NO QUICK RECOVERY FOR SINGAPORE PROPERTY MARKET : SEMINAR

NO QUICK RECOVERY FOR SINGAPORE PROPERTY MARKET : SEMINAR
15thJuly 2015

As Singapore faces a "new normal" of slower growth and even stagnation risks, the property market is unlikely to stage a major rebound even if some cooling measures are relaxed now, market watchers said at a property seminar on Tuesday.
Chua Hak Bin, head of emerging Asia economics at Bank of America Merrill Lynch, warned that Singapore may enter a period of stagnation over the next couple of years.
Recent alarm bells were sounded when employment growth contracted for the first time in the first quarter since the global financial crisis (GFC), loans growth contracted in May for the first time since the GFC, and Singapore's inflation plunged to the lowest in five years, he said.
Some studies in the US have shown that macro-prudential measures such as housing loan-to-value ratios and stamp duties are more effective as tightening tools, but loosening these measures has less impact akin to "pushing on a string" in a downturn, Dr Chua said at the Real Estate Developers' Association of Singapore (Redas) property market seminar.

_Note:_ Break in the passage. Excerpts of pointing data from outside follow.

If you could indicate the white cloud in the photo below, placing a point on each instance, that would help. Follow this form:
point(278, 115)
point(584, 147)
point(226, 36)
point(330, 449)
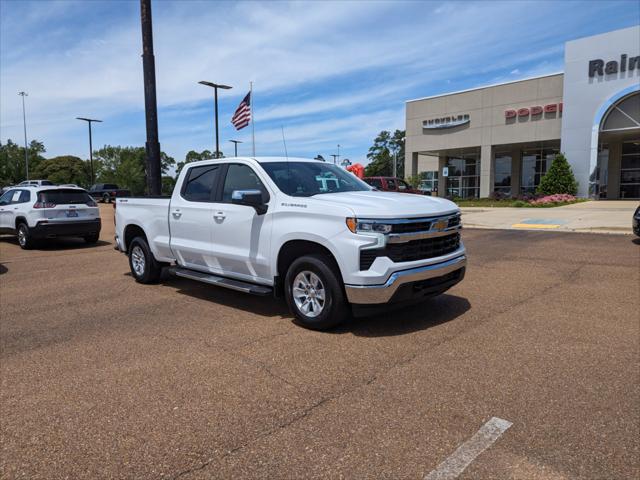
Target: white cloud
point(357, 62)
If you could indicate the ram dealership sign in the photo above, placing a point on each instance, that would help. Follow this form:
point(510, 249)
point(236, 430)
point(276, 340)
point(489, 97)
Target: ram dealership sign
point(599, 67)
point(449, 121)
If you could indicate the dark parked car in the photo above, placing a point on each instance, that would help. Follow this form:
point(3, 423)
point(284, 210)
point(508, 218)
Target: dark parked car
point(107, 192)
point(391, 184)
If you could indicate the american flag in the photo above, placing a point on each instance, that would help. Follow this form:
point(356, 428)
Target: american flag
point(242, 117)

Redas president Augustine Tan flagged that any recovery in the property market will not be brisk. "We have to brace ourselves for a different mode of operation as the real estate market enters a different period," he told market practitioners at the seminar. "The build-up of the oversupply situation in the private residential market will not abate in the short term and recovery will not be a quick one."
The private housing inventory from the last few years of government land sales supply, along with the plunge in demand and rising vacancy rate, remains a drag on the market, he said.
Private home prices marked their seventh straight quarter of decline - the longest downward streak in 13 years - based on the Urban Redevelopment Authority's second-quarter flash index; over 89,000 new private residential units, including executive condominiums, are expected to be completed from 2015 to 2019.
Savills head of research Alan Cheong noted that prices alone do not provide a full picture. "It is more about market transactions collapsing that one should be concerned with," he said. Using the average monthly sales from January to May, it will take 12 years to clear the stock of launched and unsold inventory in the core central region. In the mass to mid-tier private homes market, it will take over 11 years to clear the inventory assuming that the government continues to sell land at the 2015 pace.
It also seems that Singapore's economy is becoming less supportive of the property market - going by lower GDP growth, slower population growth and a productivity drive that has fallen far below the growth target of 2-3 per cent per year. Labour productivity growth was negative in the last four years, while private investment contracted over the past two years.
But as the US starts raising interest rates, likely from September, the Sibor is expected to climb to 2 per cent by the end of next year, Dr Chua projected. Though past Federal rate hikes was accompanied by stronger US economic growth that in turn buoyed Asian economies and currencies, "we think that this time is different because of China", he said. A sputtering Chinese economy is negating that lift from the US economy and changes in US consumption patterns have reduced demand for Asian exports.
Property consultants at the seminar on Tuesday noted that prevailing economic conditions are also hurting key non-residential property segments.
As manufacturing activities remain subdued and supply of multiple-user factory space continues to outpace demand, rentals are expected to remain under pressure, said DTZ head of research Lee Nai Jia. "Difficulty in leasing is also expected to widen the rental gap between new and older industrial developments."
The relocation of tech companies like Google and Oracle from the CBD to modern high-tech business parks that are some 30-40 per cent cheaper in rents does not bode well for the office sector, property consultants noted.
According to Christine Li, research director at Cushman & Wakefield, new office leases as a proportion of total leases by floor area plunged to only 4 per cent in the first half of this year from 15 per cent in 2014. And among relocation contracts, as much as 88 per cent of the space is signed at cheaper buildings such as high-tech industrial buildings, business parks and suburban office buildings, up from 29 per cent in 2014. Office prices have shown to strongly correlate with economic growth in the past, except in an oversupply situation, Ms Li said.
In the retail space, rents and prices are also under pressure amid sliding occupancy rates. Knight Frank's survey of retailers showed that 53.3 per cent of the respondents are mulling downsizing or moving retail outlets to cheaper locations.
"The existing trend of major retailers consolidating their operations could persist through H2 2015 with the challenging retail market outlook," said Knight Frank's head of research and consultancy Alice Tan. "An influx of new retail space of 1.7 million sq ft in 2015 and 2016 could exert downward pressure on prime retail rents island-wide by 1 to 2 per cent in 2015."